Polarity‑Resolved Magnetograms Derived from GONG Far Side Helioseismic Maps for Space Weather Applications

Reliable space-weather forecasting requires continuous monitoring of solar active regions across the entire Sun. However, direct magnetic observations are limited to the Earth-facing hemisphere, leaving the far side of the Sun largely unobserved until active regions rotate into view. Helioseismic far-side mapping from the Global Oscillation Network Group (GONG) has enabled the detection of large active regions on the hidden hemisphere for more than two decades, but these detections have lacked the critical magnetic information needed for operational forecasting and heliospheric modeling. In this work we present a method for reconstructing polarity-resolved magnetograms of far-side active regions using GONG helioseismic phase-shift measurements.

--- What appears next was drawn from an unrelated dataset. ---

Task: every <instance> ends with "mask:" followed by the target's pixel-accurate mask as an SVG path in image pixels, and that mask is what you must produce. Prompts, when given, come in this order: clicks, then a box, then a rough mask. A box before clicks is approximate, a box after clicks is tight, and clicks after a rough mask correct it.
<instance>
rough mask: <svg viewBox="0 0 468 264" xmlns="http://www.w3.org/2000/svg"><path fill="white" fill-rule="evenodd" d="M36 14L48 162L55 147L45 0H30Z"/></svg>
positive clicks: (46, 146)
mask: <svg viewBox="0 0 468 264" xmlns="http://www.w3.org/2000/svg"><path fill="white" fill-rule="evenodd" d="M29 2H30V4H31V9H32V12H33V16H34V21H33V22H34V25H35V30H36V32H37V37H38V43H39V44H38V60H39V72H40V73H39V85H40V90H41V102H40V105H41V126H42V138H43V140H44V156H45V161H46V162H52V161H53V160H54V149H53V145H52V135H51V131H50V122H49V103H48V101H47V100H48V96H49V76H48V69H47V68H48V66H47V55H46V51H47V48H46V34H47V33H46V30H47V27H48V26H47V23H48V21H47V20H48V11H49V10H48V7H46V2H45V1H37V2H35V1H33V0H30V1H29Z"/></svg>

This approach identifies the bipolar magnetic structure by analyzing the spatial substructures within the helioseismic signal and locating the polarity inversion boundary through the longitudinal variance profile of the detected regions. The east–west polarity ordering is then determined using Hale’s polarity rule for the current solar cycle. This technique enables the first estimation of the magnetic polarity configuration of far-side active regions before they rotate onto the Earth-facing disk, providing new information that can be incorporated into global solar magnetic maps and coronal models. Such far-side magnetic estimates can improve boundary conditions for models used in forecasting solar-wind and other heliospheric parameters. The ability to infer the magnetic structure of emerging or decaying active regions days before they become visible offers potential benefits for space-weather situational awareness, including improved context for flare- and CME-producing regions and better initialization of operational models that depend on global photospheric magnetic maps. These results represent an important step toward achieving full-Sun magnetic mapping, a key capability for advancing operational space-weather forecasting.